Süssli setzt Masken-Chef der Armee per E-Mail ab

tafi/SDA

19.7.2020 - 12:04

Armeechef Thomas Süssli hat den Chef der Armeeapotheke mitten in der Coronavirus-Pandemie per E-Mail abgesetzt. (Archivbild)
KEYSTONE/ANTHONY ANEX

Armeechef Thomas Süssli setzt den Leiter der Armeeapotheke mitten in der Coronavirus-Pandemie per E-Mail ab. Stil und Hintergründe der Aktion werfen Fragen auf.

Mitten in der Coronavirus-Krise ist laut der «SonntagsZeitung» der Leiter der Armeeapotheke abgesetzt worden.

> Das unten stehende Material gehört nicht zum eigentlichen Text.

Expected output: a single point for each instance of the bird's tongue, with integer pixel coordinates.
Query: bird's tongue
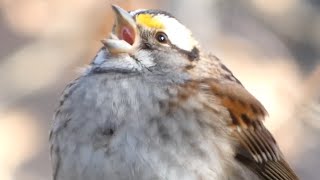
(127, 34)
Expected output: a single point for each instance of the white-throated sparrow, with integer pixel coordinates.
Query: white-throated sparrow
(152, 105)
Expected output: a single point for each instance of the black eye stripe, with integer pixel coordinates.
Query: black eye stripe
(191, 55)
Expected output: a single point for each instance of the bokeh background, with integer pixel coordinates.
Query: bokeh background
(272, 46)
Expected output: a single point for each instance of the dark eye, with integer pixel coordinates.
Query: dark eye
(161, 37)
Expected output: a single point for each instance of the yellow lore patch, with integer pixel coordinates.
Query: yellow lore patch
(149, 21)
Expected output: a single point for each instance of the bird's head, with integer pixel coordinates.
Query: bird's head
(152, 37)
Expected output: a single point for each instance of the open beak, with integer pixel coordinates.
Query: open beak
(124, 34)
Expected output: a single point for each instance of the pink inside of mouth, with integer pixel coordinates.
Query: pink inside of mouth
(128, 35)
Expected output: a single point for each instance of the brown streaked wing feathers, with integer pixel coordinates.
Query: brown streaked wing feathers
(257, 148)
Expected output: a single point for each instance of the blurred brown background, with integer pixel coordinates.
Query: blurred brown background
(272, 46)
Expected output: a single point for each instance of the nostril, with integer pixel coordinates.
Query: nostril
(147, 46)
(108, 132)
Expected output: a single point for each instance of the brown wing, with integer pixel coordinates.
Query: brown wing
(257, 148)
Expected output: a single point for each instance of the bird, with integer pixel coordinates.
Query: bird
(153, 105)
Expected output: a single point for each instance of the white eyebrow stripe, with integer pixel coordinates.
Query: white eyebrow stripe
(178, 34)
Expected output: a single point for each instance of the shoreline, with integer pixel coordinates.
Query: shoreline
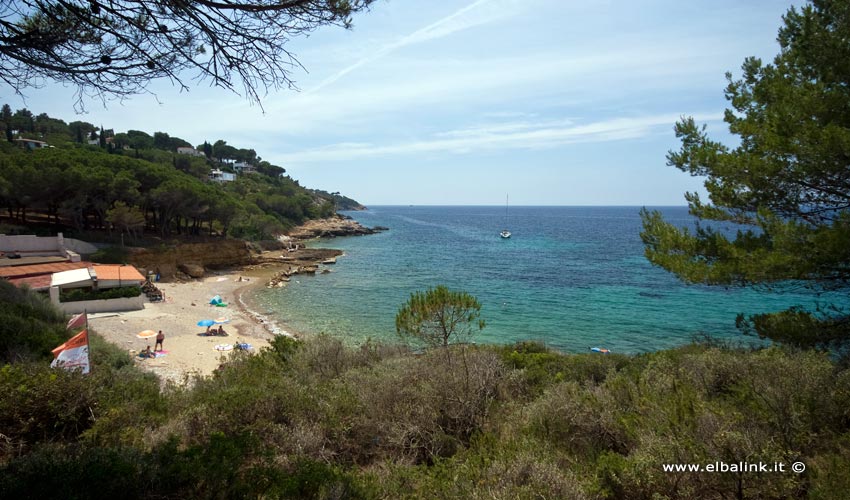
(188, 353)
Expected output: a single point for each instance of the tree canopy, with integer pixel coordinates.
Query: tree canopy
(438, 316)
(114, 48)
(786, 184)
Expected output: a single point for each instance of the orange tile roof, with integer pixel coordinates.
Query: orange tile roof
(38, 269)
(41, 282)
(117, 271)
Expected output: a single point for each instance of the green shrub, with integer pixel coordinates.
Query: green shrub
(110, 255)
(30, 326)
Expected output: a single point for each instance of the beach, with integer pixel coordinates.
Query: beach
(186, 351)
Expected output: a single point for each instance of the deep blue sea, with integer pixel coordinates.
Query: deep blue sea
(572, 277)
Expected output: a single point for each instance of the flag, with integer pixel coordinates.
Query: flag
(73, 354)
(76, 321)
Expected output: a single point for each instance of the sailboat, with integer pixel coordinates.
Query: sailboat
(505, 233)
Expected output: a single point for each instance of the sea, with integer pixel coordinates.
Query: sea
(570, 277)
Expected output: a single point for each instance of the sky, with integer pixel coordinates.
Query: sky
(462, 102)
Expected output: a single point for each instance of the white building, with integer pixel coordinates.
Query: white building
(219, 176)
(187, 150)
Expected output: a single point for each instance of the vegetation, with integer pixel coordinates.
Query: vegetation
(316, 419)
(439, 316)
(135, 183)
(115, 48)
(785, 184)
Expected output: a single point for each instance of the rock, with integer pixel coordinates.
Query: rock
(193, 270)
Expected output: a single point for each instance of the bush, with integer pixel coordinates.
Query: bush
(110, 255)
(30, 326)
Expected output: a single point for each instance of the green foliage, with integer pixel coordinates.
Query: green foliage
(110, 255)
(30, 326)
(439, 316)
(784, 182)
(79, 294)
(318, 419)
(147, 187)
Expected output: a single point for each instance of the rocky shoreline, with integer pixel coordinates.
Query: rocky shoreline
(332, 227)
(192, 261)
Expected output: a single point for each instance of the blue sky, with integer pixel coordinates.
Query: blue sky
(555, 102)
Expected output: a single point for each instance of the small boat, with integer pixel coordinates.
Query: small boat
(505, 234)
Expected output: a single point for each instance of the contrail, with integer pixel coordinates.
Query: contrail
(416, 36)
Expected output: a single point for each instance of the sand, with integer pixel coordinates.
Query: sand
(187, 352)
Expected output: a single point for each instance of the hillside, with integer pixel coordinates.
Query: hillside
(81, 178)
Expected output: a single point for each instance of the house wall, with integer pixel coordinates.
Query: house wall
(96, 306)
(48, 245)
(29, 243)
(80, 247)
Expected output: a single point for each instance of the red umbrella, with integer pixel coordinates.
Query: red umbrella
(146, 334)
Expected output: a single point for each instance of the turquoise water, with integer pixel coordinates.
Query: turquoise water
(572, 277)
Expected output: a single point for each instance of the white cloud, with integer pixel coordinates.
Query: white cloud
(458, 21)
(509, 136)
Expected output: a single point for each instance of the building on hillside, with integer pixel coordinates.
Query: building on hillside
(31, 144)
(188, 150)
(97, 277)
(242, 167)
(37, 277)
(218, 176)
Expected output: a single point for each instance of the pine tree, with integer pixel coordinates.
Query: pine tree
(787, 182)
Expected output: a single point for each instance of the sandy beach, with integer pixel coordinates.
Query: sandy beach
(186, 350)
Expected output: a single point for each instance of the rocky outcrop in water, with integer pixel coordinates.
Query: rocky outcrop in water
(331, 227)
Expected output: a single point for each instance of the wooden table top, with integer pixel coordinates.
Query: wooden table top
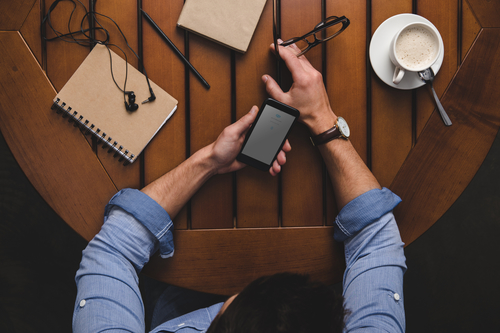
(243, 225)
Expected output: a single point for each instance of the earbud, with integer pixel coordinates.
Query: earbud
(131, 105)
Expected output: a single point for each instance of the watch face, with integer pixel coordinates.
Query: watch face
(343, 127)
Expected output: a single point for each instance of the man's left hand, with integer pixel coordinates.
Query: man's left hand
(227, 146)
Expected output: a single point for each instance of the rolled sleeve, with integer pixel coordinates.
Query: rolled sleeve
(108, 297)
(149, 213)
(363, 211)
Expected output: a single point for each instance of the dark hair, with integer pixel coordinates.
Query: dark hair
(282, 303)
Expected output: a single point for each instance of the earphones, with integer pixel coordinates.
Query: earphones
(131, 105)
(89, 40)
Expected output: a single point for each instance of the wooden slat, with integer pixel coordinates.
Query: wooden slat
(13, 13)
(165, 68)
(212, 206)
(55, 157)
(391, 109)
(346, 79)
(124, 13)
(445, 159)
(302, 177)
(227, 260)
(444, 15)
(257, 191)
(63, 59)
(470, 28)
(31, 31)
(346, 70)
(487, 12)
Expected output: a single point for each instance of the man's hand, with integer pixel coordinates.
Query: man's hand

Armeechef Thomas Süssli habe Heinz Moll noch während der Coronavirus-Pandemie von seiner Funktion entbunden.

Die Armeeapotheke hatte vom Bund im März 2,5 Milliarden Franken zur Verfügung gestellt bekommen und sollte den zentralen Einkauf von Masken, Beatmungsgeräten, Medikamenten, Impfstoffen und weiterem Sanitätsmaterial koordinieren. Im Zuge des Grossauftrags sah sich die Armeeapotheke Vorwürfen ausgesetzt, überhöhte Preise zu zahlen. 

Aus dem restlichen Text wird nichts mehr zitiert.